1. ## Trigonometric Function

Hello, I need help on this question:

Find the value, or values, of x for which $4sinhx - 3coshx = 5$ giving your answer, or answers, to 3 significant figures.

2. Originally Posted by Air
Hello, I need help on this question:

Find the value, or values, of x for which $4sinhx - 3coshx = 5$ giving your answer, or answers, to 3 significant figures.

There are a couple of ways. Here's one that uses the basic definitions:
$4sinh(x) - 3cosh(x) = 5$

$4 \cdot \frac{e^x - e^{-x}}{2} - 3 \cdot \frac{e^x + e^{-x}}{2} = 5$

Now for a little grouping work:
$2(e^x - e^{-x}) - \frac{3}{2}(e^x + e^{-x}) = 5$

$\left ( 2 - \frac{3}{2} \right ) e^x + \left (-2 - \frac{3}{2} \right ) = 5$

$\frac{1}{2}e^x - \frac{7}{2}e^{-x} = 5$

Multiply both sides by $2e^x$:
$e^{2x} - 7 = 10e^x$

$e^{2x} - 10e^x - 7 = 0$

This is a quadratic in $e^x$ so you can finish this. If that is hard for you to see then:

Let $y = e^x$. The equation becomes:
$y^2 - 10y - 7 = 0$

Solve this with the quadratic formula (or completing the square) then take the natural log of it to get x.
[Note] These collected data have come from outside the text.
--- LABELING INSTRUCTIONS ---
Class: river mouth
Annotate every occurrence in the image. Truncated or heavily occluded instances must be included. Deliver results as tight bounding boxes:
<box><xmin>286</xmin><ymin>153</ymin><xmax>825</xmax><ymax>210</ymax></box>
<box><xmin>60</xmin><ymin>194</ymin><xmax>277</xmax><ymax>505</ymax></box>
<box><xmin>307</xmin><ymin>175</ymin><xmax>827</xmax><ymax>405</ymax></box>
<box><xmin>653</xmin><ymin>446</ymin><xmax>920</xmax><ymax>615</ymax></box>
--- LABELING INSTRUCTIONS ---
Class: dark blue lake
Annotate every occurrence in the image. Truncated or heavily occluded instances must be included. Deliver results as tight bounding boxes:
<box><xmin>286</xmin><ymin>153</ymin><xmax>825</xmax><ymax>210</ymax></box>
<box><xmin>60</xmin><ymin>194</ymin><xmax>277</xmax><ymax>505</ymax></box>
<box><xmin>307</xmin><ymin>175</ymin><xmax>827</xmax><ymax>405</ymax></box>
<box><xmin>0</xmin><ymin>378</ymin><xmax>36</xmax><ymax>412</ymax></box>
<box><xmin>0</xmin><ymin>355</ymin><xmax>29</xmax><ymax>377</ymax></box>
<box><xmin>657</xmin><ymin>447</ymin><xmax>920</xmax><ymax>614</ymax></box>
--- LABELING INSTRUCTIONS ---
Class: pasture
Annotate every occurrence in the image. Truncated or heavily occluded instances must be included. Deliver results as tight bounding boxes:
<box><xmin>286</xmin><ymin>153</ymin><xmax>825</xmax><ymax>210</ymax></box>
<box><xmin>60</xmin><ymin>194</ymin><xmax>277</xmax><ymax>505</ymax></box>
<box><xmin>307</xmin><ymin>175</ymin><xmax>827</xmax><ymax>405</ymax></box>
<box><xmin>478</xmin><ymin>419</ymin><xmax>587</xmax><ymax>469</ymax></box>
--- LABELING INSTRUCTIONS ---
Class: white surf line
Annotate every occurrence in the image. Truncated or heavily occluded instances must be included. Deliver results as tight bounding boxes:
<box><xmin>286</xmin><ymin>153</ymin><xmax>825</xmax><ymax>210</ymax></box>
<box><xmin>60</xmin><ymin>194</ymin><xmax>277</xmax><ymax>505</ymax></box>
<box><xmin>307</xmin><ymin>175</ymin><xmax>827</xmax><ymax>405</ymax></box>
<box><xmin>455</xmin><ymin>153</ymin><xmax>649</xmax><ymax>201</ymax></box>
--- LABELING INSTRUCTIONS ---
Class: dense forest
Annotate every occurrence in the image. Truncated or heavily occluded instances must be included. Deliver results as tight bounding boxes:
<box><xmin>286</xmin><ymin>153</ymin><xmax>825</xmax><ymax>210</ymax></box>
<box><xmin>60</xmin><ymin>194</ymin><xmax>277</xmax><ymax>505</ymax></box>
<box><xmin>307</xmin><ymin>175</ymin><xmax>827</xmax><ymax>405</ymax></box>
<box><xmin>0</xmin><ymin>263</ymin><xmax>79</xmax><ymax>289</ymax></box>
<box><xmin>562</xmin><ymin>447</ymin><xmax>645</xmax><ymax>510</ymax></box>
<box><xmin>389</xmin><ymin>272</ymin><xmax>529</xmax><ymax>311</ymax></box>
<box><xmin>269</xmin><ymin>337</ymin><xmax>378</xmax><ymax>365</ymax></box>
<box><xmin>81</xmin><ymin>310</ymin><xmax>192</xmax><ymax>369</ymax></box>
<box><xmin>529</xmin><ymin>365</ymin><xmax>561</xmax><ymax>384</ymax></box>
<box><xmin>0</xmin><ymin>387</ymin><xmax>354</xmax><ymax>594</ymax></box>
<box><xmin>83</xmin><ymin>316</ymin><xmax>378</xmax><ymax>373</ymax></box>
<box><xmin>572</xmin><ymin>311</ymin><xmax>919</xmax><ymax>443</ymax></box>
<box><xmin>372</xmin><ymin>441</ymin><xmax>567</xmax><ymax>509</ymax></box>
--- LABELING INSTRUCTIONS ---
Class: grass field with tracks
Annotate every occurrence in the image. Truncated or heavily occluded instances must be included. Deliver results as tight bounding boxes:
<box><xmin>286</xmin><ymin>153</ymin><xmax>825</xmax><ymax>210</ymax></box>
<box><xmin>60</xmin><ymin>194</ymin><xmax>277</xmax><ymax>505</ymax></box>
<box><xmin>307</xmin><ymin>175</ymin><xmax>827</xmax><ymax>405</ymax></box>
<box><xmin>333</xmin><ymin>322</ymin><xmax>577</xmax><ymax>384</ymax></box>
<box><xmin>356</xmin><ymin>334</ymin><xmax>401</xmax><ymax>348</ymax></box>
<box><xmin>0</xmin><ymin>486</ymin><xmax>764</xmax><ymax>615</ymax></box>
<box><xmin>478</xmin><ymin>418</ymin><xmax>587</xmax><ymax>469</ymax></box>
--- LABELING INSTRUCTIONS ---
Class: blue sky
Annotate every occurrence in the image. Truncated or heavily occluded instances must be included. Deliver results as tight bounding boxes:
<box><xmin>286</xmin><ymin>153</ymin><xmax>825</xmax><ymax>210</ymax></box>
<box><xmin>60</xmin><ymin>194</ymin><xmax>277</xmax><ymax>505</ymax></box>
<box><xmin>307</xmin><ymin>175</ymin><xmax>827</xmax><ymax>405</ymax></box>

For reference I got $x \approx 2.3662$.

-Dan

3. Hello, Air!

Solve: . $4\sinh x - 3\cosh x \:= \:5$ . to 3 significant figures.
I would use the defintions of $\sinh x$ and $\cosh x$

. . $4\overbrace{\left(\frac{e^x - e^{-x}}{2}\right)}^{\sinh x} \:-\; 3\overbrace{\left(\frac{e^x + e^{-x}}{2}\right)}^{\cosh x} \;=\;5$

Multiply by 2: . $4(e^x-e^{-x}) - 3(e^x+e^{-x}) \:=\:10$

This simplifies to: . $e^x - 10 - 7e^{-x} \:=\:0$

Multiply by $e^x\!:\;\;e^{2x} - 10e^x - 7 \:=\:0 \quad\Rightarrow\quad(e^x)^2 - 10(e^x) - 7 \:=\:0$ . . . a quadratic

Quadratic Formula: . $e^x \;=\;\frac{10 \pm\sqrt{10^2 - 4(1)(-7)}}{2(1)} \;=\;\frac{10 \pm\sqrt{128}}{2}\;=\;\frac{10 \pm8\sqrt{2}}{2}$

Therefore: . $e^x \:=\:5 + 4\sqrt{2}\quad\Rightarrow\quad x \;=\;\ln(5 + 4\sqrt{2}) \;\approx\;2.37$

4. Originally Posted by Soroban
Hello, Air!

I would use the defintions of $\sinh x$ and $\cosh x$

. . $4\overbrace{\left(\frac{e^x - e^{-x}}{2}\right)}^{\sinh x} \:-\; 3\overbrace{\left(\frac{e^x + e^{-x}}{2}\right)}^{\cosh x} \;=\;5$

Multiply by 2: . $4(e^x-e^{-x}) - 3(e^x+e^{-x}) \:=\:10$

This simplifies to: . $e^x - 10 - 7e^{-x} \:=\:0$

Multiply by $e^x\!:\;\;e^{2x} - 10e^x - 7 \:=\:0 \quad\Rightarrow\quad(e^x)^2 - 10(e^x) - 7 \:=\:0$ . . . a quadratic

Quadratic Formula: . $e^x \;=\;\frac{10 \pm\sqrt{10^2 - 4(1)(-7)}}{2(1)} \;=\;\frac{10 \pm\sqrt{128}}{2}\;=\;\frac{10 \pm8\sqrt{2}}{2}$

Therefore: . $e^x \:=\:5 + 4\sqrt{2}\quad\Rightarrow\quad x \;=\;\ln(5 + 4\sqrt{2}) \;\approx\;2.37$

Edit: Too fast for me, Dan!

5. Originally Posted by Soroban
Edit: Too fast for me, Dan!
Yeah, but you make fewer mistakes than I do. I'm always happy when I see that I got the same answer you did.

-Dan